Psychotic symptoms, delusions and hallucinations, occur in approximately 50% of individuals with Alzheimer's disease (AD) (AD with psychosis [AD + P]). Pharmacotherapies for AD + P have limited efficacy and can increase short-term mortality. These observations have motivated efforts to identify the underlying biology of AD + P. Psychosis in AD indicates a more severe phenotype, with more rapid cognitive decline beginning even before psychosis onset. Neuroimaging studies suggest that AD + P subjects demonstrate greater cortical synaptic impairments than AD subjects without psychosis, reflected in reduced gray matter volume, reduced regional blood flow, and reduced regional glucose metabolism. Neuroimaging and available postmortem evidence further indicate that the impairments in AD + P, relative to AD subjects without psychosis, are localized to neocortex rather than medial temporal lobe. Neuropathologic studies provide consistent evidence of accelerated accumulation of hyperphosphorylated microtubule associated protein tau in AD + P. Finally, studies of familial aggregation of AD + P have established that the risk for psychosis in AD is, in part, genetically mediated. Although no genes are established as associated with AD + P, the first genome-wide association study of AD + P has generated some promising leads. The study of the neurobiology of AD + P is rapidly accelerating and may be poised for translational discovery. This process can be enhanced by identifying points of convergence and divergence with the neurobiology of AD proper and of schizophrenia, by innovative extension of current approaches, and by development of relevant animal models.

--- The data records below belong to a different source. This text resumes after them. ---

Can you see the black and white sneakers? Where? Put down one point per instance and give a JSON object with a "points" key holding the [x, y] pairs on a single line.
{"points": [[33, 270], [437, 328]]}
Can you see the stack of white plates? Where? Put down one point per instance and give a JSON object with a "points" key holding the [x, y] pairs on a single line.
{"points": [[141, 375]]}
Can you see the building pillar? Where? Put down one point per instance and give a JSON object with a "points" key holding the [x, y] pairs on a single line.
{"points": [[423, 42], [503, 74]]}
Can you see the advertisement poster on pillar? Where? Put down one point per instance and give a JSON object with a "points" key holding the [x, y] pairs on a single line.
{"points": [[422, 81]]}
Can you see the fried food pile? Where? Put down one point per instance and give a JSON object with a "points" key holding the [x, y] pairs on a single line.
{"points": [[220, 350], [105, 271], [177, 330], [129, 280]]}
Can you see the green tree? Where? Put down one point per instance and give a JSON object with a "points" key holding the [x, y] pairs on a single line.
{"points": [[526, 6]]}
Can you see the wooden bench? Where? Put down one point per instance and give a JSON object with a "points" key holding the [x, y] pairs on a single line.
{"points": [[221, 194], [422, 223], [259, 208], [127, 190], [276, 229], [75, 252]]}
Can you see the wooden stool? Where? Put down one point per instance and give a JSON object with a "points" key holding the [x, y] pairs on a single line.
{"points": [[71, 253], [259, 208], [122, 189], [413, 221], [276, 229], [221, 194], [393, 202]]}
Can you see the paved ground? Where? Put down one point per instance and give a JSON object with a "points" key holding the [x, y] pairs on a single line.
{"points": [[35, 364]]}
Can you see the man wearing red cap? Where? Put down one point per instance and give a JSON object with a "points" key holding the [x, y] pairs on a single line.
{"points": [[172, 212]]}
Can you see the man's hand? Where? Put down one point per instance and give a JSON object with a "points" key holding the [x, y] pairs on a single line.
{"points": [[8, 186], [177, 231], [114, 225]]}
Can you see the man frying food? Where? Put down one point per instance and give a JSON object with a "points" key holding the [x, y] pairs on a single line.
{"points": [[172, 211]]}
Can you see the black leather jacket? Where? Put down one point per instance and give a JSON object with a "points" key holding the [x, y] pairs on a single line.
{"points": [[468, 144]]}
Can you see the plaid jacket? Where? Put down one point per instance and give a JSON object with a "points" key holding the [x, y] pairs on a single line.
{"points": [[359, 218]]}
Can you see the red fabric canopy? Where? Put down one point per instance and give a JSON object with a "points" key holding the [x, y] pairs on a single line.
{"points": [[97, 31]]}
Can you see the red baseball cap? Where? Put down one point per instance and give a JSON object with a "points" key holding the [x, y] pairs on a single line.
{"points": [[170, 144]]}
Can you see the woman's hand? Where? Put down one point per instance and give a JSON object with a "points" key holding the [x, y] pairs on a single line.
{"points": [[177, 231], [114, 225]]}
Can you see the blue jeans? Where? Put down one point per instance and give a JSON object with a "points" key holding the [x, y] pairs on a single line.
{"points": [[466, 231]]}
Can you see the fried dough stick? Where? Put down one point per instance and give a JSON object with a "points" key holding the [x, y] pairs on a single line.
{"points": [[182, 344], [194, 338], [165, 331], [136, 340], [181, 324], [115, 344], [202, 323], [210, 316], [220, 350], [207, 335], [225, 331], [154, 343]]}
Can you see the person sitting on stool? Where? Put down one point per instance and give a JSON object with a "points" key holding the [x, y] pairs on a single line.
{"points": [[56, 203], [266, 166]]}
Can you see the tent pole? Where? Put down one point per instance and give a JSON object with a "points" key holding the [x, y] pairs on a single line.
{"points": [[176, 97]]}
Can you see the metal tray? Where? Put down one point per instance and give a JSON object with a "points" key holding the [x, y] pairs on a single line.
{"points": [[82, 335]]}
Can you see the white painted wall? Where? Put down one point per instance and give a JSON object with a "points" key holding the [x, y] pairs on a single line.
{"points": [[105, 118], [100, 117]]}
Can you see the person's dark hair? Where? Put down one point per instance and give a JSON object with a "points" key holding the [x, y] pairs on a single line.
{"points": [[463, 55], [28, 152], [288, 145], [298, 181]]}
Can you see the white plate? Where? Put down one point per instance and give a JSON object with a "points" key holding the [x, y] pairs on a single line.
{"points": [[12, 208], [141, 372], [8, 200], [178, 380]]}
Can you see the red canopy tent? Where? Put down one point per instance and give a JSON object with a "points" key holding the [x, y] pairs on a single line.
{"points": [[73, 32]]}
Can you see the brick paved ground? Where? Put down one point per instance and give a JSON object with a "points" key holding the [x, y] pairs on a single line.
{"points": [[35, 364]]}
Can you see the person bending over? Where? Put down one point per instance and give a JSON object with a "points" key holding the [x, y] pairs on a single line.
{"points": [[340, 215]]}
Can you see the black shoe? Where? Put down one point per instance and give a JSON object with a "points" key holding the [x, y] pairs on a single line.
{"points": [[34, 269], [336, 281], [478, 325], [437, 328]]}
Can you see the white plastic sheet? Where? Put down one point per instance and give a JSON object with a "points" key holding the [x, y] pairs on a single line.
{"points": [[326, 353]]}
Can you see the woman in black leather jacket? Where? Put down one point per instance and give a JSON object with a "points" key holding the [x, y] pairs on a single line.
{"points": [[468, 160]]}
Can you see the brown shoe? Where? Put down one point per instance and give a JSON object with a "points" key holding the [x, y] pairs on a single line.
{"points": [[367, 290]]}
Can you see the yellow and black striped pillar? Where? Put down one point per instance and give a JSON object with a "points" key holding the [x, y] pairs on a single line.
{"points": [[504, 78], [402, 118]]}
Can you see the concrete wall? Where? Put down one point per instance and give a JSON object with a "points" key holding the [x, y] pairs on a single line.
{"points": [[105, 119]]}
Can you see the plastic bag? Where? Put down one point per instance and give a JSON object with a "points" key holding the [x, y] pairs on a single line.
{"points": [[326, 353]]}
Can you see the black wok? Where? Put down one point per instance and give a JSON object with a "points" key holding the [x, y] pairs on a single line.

Keywords: Alzheimer’s disease; genetics; heritability; neuroimaging; neuropathology; psychosis.

Figure 1

Cognitive trajectory in individuals with incident Alzheimer’s disease with and without psychosis. Observed and quadratic fit lines of Modified Mini-Mental Status Exam test scores in elderly individuals characterized by the Cardiovascular Health Study as without cognitive disorder at study baseline. Groups did not differ at baseline, but the more rapid decline in the group who developed Alzheimer’s disease with psychosis is readily apparent. [Reproduced with permission from Emanuel et al. (33)].

Figure 2

Genetic model of Alzheimer’s disease (AD) with psychosis (AD + P). In a heterogeneity model (B), genetic variants would increase the risk for a type of AD with more rapid cognitive decline and psychosis. This might occur, for example, by altering clearance of beta-amyloid directly affecting the early neurodegenerative process. Current genetic data do not support this model in AD + P (see text). In the alternative disease modifying model (A1), genetic variants that increase risk for AD + P do not themselves cause AD but lead to vulnerability, e.g., by accelerating the deleterious effects of beta-amyloid or microtubule associated protein tau on its downstream synaptic targets. Some of these variants may be shared with other psychoses, e.g., conferring synaptic vulnerability during other neurodegenerative diseases or during adolescent development in schizophrenia (A2, A3).

Figure 3

Summary of findings from neuroimaging studies of Alzheimer’s disease with psychosis. ↓, decreased volume or activity; ↑, increased volume or activity; green, left; red, right; yellow, bilateral; CG, cingulate gyrus; CLM, claustrum; FRC, frontal cortex; HIP, hippocampus; INS, insula; IPC, inferior parietal cortex; ITG, inferior temporal gyrus; MFC, medial frontal cortex; MTG, middle temporal gyrus; MTL, medial temporal cortex; MRI, magnetic resonance imaging; OCC, occipital cortex; OFC, orbitofrontal cortex; PET, positron emission tomography; PFC, prefrontal cortex; SPC, superior parietal cortex; SPECT, single-photon emission computed tomography; STG, superior temporal gyrus.

Figure 4

Representative heat map images highlighting the difference in immunoreactivity of phosphorylated microtubule-associated protein tau (AT8 antibody) in the dorsolateral prefrontal cortex, between Alzheimer‘s disease with psychosis (AD + P) and Alzheimer‘s disease without psychosis (AD − P) subjects at lower (IV) and higher (VI) Braak stages. Blue and red colors represent lower and higher immunofluorescence intensities, respectively. Images captured at 60× magnification.